The ability to export data to a wide range of file types helps when you have to use multiple tools to complete a task. Research is commonly a team effort, and in my experience, it’s rare to have all team members prefer to use the same tool. For these reasons, GUIs such as BlueSky and Deducer offer many export formats. Others, such as R Commander and RKward can create only delimited text files.

A fairly unique feature of jamovi is that it doesn’t save just a dataset, but instead it saves the combination of a dataset plus its associated analyses. To save just the dataset, you use the menu (a.k.a. hamburger) menu to select “Export” then “Data.” The export formats supported are the same as those provided for import, except for the more rarely-used ones such as SAS xpt and SPSS por and zsav:

Comma Separated Values (.csv)
Plain text files (.txt)
SPSS (.sav)
SAS binary files (.sas7bdat)

Data Management

It’s often said that 80% of data analysis time is spent preparing the data. Variables need to be transformed, recoded, or created; strings and dates need to be manipulated; missing values need to be handled; datasets need to be sorted, stacked, merged, aggregated, transposed, or reshaped (e.g. from “wide” format to “long” and back).
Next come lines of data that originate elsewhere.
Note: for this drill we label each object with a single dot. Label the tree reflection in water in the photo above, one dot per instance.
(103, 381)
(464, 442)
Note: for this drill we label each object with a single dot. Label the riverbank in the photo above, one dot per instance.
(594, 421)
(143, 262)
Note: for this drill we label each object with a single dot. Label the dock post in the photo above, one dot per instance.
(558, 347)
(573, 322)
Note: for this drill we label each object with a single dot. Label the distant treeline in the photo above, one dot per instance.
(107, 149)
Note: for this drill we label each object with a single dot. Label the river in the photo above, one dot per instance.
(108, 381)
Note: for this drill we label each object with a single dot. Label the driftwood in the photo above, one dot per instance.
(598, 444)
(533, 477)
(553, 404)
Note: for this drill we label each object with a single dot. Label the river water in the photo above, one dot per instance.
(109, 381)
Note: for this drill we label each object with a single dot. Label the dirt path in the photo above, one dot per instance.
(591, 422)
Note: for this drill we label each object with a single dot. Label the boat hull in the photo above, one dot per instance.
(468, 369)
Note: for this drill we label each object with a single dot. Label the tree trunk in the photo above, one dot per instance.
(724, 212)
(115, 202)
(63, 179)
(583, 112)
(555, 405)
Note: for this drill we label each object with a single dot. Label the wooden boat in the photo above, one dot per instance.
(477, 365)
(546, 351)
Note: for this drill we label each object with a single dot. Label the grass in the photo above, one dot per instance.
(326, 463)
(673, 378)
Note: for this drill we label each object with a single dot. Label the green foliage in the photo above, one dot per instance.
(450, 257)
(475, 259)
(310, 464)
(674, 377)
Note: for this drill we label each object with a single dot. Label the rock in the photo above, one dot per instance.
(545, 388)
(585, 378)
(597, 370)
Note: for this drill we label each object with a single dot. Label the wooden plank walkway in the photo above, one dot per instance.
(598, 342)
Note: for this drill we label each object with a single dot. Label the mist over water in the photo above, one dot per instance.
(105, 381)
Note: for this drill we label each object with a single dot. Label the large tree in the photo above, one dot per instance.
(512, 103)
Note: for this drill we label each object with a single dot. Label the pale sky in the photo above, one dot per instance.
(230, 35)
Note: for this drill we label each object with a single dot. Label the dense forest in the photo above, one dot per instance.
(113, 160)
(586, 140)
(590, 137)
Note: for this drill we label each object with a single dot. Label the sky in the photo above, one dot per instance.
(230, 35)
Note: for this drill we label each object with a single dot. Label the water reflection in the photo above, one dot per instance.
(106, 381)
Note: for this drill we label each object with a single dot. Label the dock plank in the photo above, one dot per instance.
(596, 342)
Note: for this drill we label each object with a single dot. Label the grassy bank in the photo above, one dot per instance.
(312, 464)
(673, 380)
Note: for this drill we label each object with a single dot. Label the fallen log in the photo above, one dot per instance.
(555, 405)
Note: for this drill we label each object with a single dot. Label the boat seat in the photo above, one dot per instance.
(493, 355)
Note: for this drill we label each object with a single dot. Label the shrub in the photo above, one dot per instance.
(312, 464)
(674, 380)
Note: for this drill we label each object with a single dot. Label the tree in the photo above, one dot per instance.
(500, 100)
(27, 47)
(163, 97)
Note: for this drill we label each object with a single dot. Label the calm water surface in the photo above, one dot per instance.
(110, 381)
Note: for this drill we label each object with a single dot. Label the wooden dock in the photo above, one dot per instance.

A critically important aspect of data management is the ability to transform many variables at once. For example, social scientists need to recode many survey items, biologists need to take the logarithms of many variables. Doing these types of tasks one variable at a time is tedious.

Some GUIs, such as BlueSky and R Commander can handle nearly all of these tasks. Others, such as RKWard handle only a few of these functions.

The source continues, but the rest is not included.